Shahn created his works under the aegis of federal agencies, the essence of this biography. By exemplifying the art of social consciousness, his talent and internal passions abilities enabled him to work under programs that gave the general public opportunities to see socially conscious murals in United States Postal Service buildings and elsewhere. To Shahn, the economic depression of the 1930s was the focus of his vision: “I felt very strongly the whole social impact of that depression… I felt completely in harmony with the times. I don’t think I’ve felt that way before or since.” He painted farm workers among laborers of all kinds, including women.
Linden notes that Ben Shahn was the only artist of note to include an image of a uniformed Nazi in a major work, a New Deal-era mural. She matches her Jewish sensibility to that of Shahn when relating the mural in the Hightstown Jersey Homesteads’ fresco to a “secularized, worker-based interpretation of the Haggadah.” Whether time has faded this significant work, or its color registration, these works especially are not well reproduced.

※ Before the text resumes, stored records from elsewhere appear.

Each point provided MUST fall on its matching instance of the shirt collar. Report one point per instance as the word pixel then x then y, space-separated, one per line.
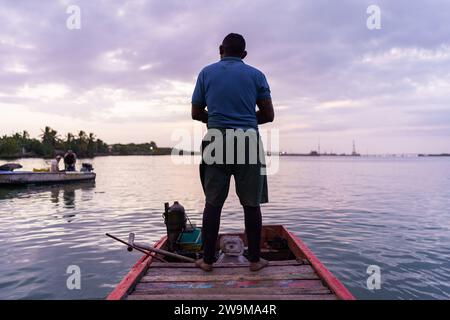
pixel 231 59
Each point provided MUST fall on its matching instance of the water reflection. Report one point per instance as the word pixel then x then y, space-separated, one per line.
pixel 351 212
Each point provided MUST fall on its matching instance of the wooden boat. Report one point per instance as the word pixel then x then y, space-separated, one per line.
pixel 8 178
pixel 293 273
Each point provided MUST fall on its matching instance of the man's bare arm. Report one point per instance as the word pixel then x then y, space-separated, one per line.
pixel 199 114
pixel 265 113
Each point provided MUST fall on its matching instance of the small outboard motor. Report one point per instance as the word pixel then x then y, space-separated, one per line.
pixel 10 167
pixel 86 167
pixel 175 220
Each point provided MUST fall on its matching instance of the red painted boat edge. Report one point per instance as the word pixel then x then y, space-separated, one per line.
pixel 333 283
pixel 137 271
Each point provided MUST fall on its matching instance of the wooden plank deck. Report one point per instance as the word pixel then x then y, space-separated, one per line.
pixel 281 280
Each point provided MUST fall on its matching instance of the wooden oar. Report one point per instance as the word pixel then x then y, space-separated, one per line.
pixel 155 250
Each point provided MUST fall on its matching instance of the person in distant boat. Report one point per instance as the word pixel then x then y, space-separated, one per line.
pixel 70 158
pixel 225 98
pixel 54 164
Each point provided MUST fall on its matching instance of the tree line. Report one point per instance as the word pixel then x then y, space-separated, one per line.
pixel 85 145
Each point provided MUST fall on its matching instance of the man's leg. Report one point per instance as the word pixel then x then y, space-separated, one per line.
pixel 210 232
pixel 253 226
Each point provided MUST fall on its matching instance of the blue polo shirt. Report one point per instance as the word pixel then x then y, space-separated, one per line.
pixel 230 89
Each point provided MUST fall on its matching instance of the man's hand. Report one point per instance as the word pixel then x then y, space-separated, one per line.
pixel 265 113
pixel 199 114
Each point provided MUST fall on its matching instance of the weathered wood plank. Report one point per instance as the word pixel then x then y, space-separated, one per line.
pixel 229 277
pixel 236 285
pixel 234 291
pixel 232 297
pixel 152 271
pixel 227 265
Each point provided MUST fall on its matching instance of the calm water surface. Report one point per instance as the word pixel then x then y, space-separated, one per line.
pixel 352 212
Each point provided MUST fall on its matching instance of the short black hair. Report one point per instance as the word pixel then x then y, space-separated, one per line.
pixel 234 44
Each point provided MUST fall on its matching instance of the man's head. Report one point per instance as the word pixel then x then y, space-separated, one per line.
pixel 233 46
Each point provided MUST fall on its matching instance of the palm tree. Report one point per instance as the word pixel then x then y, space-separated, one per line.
pixel 91 145
pixel 49 136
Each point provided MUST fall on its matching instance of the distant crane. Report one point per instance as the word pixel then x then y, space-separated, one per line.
pixel 354 153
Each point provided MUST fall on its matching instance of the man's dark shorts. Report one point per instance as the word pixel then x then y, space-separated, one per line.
pixel 247 166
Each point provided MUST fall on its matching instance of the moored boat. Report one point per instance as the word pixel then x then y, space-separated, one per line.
pixel 9 178
pixel 293 273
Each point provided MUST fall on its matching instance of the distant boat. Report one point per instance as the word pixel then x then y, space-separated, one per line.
pixel 9 178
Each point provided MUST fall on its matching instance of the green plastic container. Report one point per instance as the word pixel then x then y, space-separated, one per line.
pixel 191 241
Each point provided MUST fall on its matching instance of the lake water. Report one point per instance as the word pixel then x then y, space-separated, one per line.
pixel 352 212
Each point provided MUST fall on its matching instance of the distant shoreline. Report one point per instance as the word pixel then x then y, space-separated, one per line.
pixel 196 153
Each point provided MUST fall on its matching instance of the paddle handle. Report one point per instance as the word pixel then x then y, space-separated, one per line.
pixel 153 249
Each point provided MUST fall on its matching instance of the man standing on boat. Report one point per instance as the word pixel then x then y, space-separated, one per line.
pixel 70 158
pixel 231 90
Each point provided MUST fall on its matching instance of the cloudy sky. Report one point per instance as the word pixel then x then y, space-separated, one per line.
pixel 129 72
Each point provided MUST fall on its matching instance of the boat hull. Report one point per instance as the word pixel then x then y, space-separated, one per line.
pixel 301 276
pixel 24 178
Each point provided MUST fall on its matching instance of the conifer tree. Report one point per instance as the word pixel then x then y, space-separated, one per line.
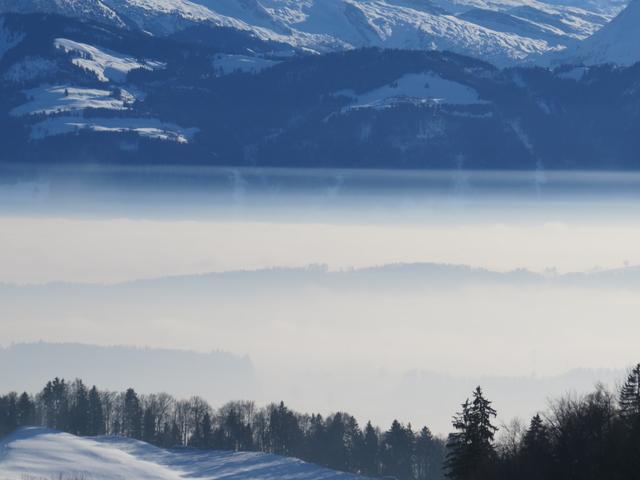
pixel 148 426
pixel 79 410
pixel 96 413
pixel 397 451
pixel 536 450
pixel 132 415
pixel 370 452
pixel 26 410
pixel 630 395
pixel 470 448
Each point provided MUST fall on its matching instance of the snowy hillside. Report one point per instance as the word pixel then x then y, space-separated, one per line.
pixel 41 453
pixel 618 42
pixel 502 31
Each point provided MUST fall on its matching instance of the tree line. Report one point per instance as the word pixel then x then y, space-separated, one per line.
pixel 335 441
pixel 590 437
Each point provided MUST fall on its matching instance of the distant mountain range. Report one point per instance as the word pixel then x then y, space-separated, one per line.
pixel 501 31
pixel 337 83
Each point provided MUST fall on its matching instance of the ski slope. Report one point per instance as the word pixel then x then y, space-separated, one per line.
pixel 41 453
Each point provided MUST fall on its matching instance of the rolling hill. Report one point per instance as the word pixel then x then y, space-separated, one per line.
pixel 40 453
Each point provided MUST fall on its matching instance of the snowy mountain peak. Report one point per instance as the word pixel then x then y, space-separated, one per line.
pixel 618 42
pixel 501 31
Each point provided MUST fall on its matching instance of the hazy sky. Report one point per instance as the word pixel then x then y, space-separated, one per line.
pixel 34 250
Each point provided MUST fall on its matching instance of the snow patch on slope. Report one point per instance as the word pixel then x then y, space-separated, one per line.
pixel 45 453
pixel 105 64
pixel 145 127
pixel 226 64
pixel 417 88
pixel 57 99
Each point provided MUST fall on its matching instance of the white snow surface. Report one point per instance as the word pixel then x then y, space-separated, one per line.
pixel 415 88
pixel 618 42
pixel 105 64
pixel 63 98
pixel 226 64
pixel 41 453
pixel 145 127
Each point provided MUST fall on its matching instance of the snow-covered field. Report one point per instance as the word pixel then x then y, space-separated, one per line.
pixel 145 127
pixel 45 454
pixel 415 88
pixel 105 64
pixel 64 98
pixel 226 64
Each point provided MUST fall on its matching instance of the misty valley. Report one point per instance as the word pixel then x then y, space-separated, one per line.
pixel 319 239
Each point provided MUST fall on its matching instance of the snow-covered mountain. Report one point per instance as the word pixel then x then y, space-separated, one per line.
pixel 501 31
pixel 618 42
pixel 41 453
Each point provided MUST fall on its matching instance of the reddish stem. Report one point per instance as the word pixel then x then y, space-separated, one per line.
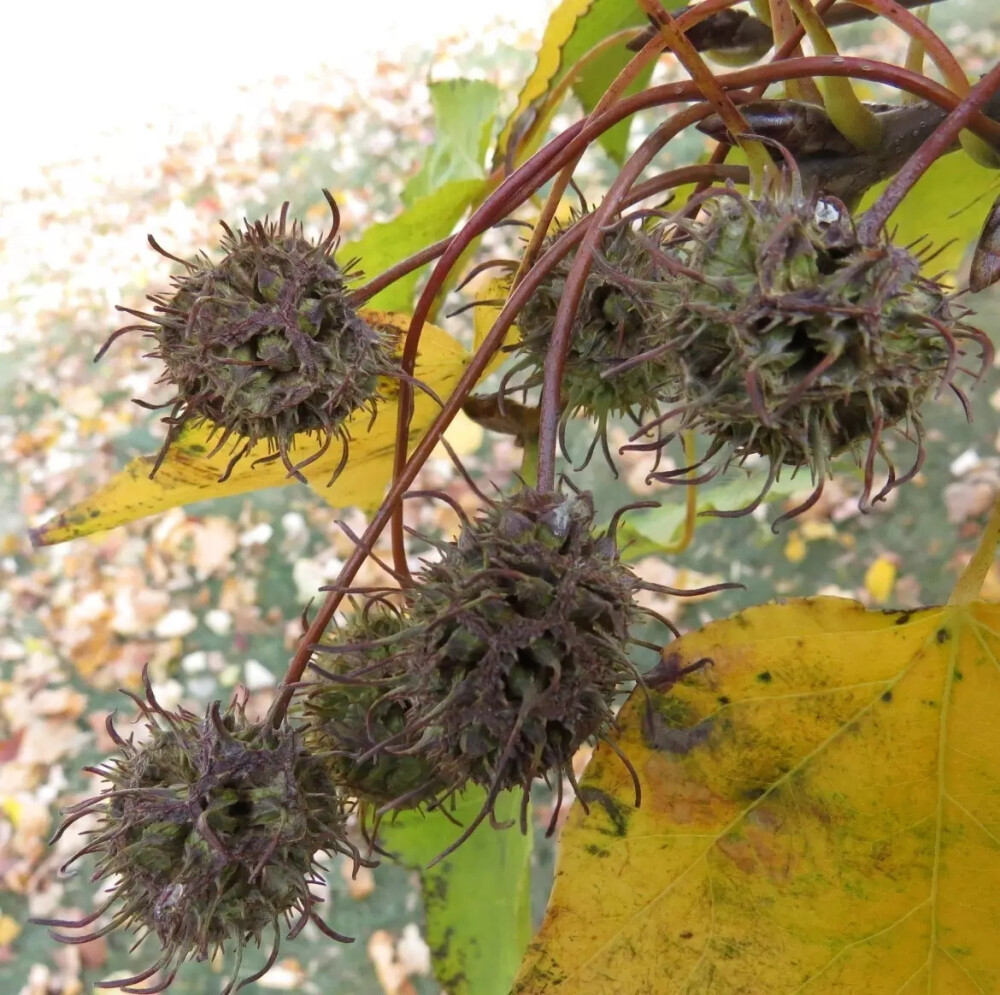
pixel 944 136
pixel 562 328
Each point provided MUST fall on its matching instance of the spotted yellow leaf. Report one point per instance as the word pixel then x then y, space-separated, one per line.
pixel 189 473
pixel 820 813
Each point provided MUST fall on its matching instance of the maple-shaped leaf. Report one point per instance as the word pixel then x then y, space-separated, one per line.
pixel 191 472
pixel 820 812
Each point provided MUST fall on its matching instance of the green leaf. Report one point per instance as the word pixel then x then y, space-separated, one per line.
pixel 651 531
pixel 477 900
pixel 574 27
pixel 947 205
pixel 464 114
pixel 427 220
pixel 604 18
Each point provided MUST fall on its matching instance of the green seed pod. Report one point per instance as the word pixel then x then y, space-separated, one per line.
pixel 610 330
pixel 525 642
pixel 356 717
pixel 210 828
pixel 266 345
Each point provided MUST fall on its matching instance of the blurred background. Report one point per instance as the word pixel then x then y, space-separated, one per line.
pixel 123 119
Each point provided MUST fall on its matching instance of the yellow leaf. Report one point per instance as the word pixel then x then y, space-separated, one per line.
pixel 880 579
pixel 795 548
pixel 820 813
pixel 548 64
pixel 9 930
pixel 189 474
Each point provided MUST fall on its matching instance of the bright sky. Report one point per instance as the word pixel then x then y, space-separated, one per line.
pixel 73 70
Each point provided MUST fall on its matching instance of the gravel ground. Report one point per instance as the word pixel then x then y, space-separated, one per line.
pixel 210 596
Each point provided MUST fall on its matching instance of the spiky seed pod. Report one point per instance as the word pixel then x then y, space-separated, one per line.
pixel 355 716
pixel 525 643
pixel 265 344
pixel 610 330
pixel 210 828
pixel 791 339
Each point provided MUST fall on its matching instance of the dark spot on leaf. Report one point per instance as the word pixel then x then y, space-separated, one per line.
pixel 613 809
pixel 661 736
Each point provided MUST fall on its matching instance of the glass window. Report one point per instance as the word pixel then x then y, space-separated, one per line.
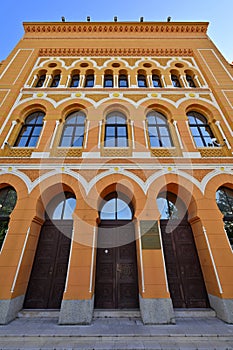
pixel 156 81
pixel 175 81
pixel 142 81
pixel 170 206
pixel 8 199
pixel 123 81
pixel 108 80
pixel 116 133
pixel 89 82
pixel 41 80
pixel 75 80
pixel 30 131
pixel 116 209
pixel 200 129
pixel 64 207
pixel 190 81
pixel 56 80
pixel 73 130
pixel 224 199
pixel 158 130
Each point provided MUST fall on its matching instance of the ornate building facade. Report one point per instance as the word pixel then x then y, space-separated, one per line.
pixel 116 183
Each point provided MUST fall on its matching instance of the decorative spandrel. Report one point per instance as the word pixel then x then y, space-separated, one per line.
pixel 150 234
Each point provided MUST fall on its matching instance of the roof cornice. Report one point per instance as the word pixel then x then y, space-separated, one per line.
pixel 122 28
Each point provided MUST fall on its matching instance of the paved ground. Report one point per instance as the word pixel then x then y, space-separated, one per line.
pixel 113 333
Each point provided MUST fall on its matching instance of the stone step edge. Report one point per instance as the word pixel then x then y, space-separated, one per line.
pixel 184 313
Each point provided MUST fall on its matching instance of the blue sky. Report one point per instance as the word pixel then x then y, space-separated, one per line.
pixel 218 13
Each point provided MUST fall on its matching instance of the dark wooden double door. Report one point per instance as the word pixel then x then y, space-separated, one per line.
pixel 48 275
pixel 116 284
pixel 185 279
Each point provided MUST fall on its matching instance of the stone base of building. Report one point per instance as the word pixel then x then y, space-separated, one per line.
pixel 9 309
pixel 156 311
pixel 222 307
pixel 76 311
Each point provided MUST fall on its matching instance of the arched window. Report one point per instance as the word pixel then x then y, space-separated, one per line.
pixel 116 207
pixel 200 130
pixel 56 80
pixel 73 130
pixel 224 198
pixel 190 81
pixel 175 80
pixel 41 80
pixel 158 130
pixel 75 80
pixel 123 81
pixel 156 80
pixel 108 80
pixel 8 199
pixel 142 81
pixel 64 208
pixel 170 206
pixel 30 131
pixel 116 134
pixel 89 82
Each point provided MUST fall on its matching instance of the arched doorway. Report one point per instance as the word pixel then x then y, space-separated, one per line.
pixel 185 279
pixel 8 198
pixel 48 275
pixel 116 284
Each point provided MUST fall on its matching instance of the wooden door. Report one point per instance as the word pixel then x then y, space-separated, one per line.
pixel 185 279
pixel 116 267
pixel 48 276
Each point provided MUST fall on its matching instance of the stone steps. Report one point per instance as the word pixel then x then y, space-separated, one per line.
pixel 183 313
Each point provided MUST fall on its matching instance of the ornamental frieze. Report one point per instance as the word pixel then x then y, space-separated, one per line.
pixel 114 52
pixel 93 28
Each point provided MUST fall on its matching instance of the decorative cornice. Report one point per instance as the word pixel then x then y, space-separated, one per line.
pixel 114 52
pixel 119 27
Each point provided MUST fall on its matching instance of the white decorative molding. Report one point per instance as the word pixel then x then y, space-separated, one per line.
pixel 14 122
pixel 20 261
pixel 212 260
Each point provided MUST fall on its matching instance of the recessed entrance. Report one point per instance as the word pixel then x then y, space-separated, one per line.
pixel 116 267
pixel 185 279
pixel 48 276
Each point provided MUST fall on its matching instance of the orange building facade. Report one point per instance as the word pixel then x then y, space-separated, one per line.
pixel 116 183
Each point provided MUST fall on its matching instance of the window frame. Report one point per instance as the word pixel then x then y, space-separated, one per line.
pixel 33 126
pixel 56 80
pixel 199 126
pixel 116 127
pixel 158 127
pixel 74 127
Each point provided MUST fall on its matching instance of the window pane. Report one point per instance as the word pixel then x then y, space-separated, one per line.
pixel 122 142
pixel 163 131
pixel 194 131
pixel 153 131
pixel 121 131
pixel 110 142
pixel 123 210
pixel 166 142
pixel 110 131
pixel 68 130
pixel 36 131
pixel 108 211
pixel 33 141
pixel 57 214
pixel 199 142
pixel 78 141
pixel 70 204
pixel 154 142
pixel 66 141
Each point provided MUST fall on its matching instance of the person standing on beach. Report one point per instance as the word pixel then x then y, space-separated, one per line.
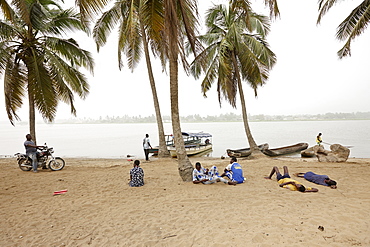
pixel 286 182
pixel 146 145
pixel 31 151
pixel 136 175
pixel 319 139
pixel 234 171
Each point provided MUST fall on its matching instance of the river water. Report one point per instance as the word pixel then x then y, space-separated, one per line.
pixel 120 140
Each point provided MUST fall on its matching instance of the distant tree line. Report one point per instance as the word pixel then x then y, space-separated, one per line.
pixel 229 117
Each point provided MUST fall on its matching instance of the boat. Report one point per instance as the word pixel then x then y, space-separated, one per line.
pixel 286 150
pixel 244 152
pixel 195 143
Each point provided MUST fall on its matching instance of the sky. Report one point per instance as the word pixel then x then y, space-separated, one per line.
pixel 308 77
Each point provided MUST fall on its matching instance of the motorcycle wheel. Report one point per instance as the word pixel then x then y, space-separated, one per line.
pixel 57 164
pixel 25 164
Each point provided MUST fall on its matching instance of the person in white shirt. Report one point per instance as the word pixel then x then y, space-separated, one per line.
pixel 146 145
pixel 208 176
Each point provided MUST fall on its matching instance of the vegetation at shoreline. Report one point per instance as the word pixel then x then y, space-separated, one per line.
pixel 229 117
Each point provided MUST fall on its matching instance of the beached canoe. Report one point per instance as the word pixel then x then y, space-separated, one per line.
pixel 308 153
pixel 286 150
pixel 244 152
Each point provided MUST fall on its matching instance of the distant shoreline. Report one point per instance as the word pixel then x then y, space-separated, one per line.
pixel 191 120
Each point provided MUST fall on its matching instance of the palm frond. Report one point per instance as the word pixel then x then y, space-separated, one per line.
pixel 69 49
pixel 324 7
pixel 89 8
pixel 356 22
pixel 274 9
pixel 14 88
pixel 6 10
pixel 106 23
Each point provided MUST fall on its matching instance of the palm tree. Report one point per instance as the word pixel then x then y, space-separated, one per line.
pixel 132 40
pixel 350 28
pixel 353 26
pixel 235 50
pixel 180 22
pixel 38 63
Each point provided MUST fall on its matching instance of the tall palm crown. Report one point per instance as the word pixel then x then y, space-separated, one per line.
pixel 351 27
pixel 140 22
pixel 37 61
pixel 235 48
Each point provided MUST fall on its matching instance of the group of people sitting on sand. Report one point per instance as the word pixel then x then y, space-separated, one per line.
pixel 233 174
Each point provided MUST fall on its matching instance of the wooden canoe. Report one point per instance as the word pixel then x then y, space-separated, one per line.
pixel 286 150
pixel 244 152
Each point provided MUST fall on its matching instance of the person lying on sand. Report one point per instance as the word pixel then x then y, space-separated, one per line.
pixel 317 179
pixel 234 171
pixel 208 176
pixel 286 182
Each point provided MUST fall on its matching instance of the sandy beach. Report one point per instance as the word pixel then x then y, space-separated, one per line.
pixel 100 209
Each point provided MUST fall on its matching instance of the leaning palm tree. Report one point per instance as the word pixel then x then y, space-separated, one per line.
pixel 350 28
pixel 131 16
pixel 235 50
pixel 180 23
pixel 38 62
pixel 353 26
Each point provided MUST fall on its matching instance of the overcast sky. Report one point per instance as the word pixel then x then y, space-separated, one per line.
pixel 308 77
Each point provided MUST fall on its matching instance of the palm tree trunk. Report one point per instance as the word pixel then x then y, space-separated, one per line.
pixel 163 151
pixel 31 116
pixel 252 144
pixel 184 165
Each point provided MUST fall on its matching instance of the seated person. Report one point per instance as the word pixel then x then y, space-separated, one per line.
pixel 136 175
pixel 234 171
pixel 317 179
pixel 207 176
pixel 286 182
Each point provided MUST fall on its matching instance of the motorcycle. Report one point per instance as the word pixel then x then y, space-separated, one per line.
pixel 45 159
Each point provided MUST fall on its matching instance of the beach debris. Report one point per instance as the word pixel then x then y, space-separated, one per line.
pixel 59 192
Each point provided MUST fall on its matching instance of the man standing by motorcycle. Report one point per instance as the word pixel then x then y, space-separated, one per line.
pixel 31 151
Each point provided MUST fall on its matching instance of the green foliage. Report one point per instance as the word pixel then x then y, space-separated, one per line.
pixel 37 61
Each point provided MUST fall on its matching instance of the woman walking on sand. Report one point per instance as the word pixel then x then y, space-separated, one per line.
pixel 319 139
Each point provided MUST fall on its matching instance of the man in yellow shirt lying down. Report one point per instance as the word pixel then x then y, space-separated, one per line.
pixel 286 182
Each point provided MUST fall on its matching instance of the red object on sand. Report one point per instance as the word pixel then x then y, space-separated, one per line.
pixel 60 192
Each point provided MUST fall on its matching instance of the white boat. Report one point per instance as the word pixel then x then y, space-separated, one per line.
pixel 195 143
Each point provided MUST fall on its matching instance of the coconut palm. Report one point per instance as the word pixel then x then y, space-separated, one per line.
pixel 6 10
pixel 353 26
pixel 36 61
pixel 350 28
pixel 235 50
pixel 130 15
pixel 180 23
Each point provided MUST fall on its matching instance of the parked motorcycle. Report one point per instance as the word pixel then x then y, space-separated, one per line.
pixel 45 159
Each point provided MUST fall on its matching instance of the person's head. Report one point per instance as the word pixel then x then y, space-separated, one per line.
pixel 28 137
pixel 300 187
pixel 136 163
pixel 198 166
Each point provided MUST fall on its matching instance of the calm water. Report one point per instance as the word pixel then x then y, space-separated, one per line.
pixel 119 140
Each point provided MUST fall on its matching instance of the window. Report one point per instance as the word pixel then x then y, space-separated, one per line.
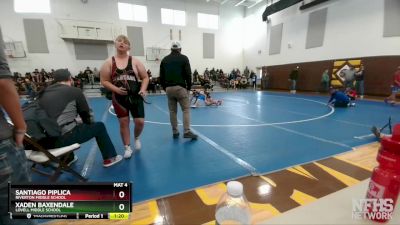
pixel 207 21
pixel 29 6
pixel 173 17
pixel 132 12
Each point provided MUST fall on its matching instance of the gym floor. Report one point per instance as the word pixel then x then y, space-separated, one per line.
pixel 286 149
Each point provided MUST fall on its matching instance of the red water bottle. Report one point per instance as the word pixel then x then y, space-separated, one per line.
pixel 384 186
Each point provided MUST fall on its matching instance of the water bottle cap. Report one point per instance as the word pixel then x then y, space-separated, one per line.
pixel 396 133
pixel 235 188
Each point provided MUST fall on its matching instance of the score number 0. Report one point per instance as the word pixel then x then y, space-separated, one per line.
pixel 121 195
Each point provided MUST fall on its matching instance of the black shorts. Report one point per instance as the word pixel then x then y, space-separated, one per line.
pixel 123 105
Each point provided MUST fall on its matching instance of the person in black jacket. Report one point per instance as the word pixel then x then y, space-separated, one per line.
pixel 64 103
pixel 13 164
pixel 176 80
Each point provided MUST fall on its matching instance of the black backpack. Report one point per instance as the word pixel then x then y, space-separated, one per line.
pixel 39 125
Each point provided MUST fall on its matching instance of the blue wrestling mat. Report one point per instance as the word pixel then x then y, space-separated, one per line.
pixel 251 133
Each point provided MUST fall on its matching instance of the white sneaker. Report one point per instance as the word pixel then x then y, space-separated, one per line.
pixel 128 152
pixel 138 144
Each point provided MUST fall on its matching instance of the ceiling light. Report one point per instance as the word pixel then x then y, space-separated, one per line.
pixel 255 4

Ben Shahn’s New Deal Murals is an artistic but not especially personal biography. Absent is Shahn’s contact with other New York or American artists of the time, despite his travels. For the general art public, the Bronx Central Post Office, the Queens Post Office, The Museum of the City of New York, and the Smithsonian Institution’s Archives of American Art, hold the greatest promise for viewers seeking Ben Shahn’s very Jewish oeuvre. Linden’s book provides readers a fine analysis and overview.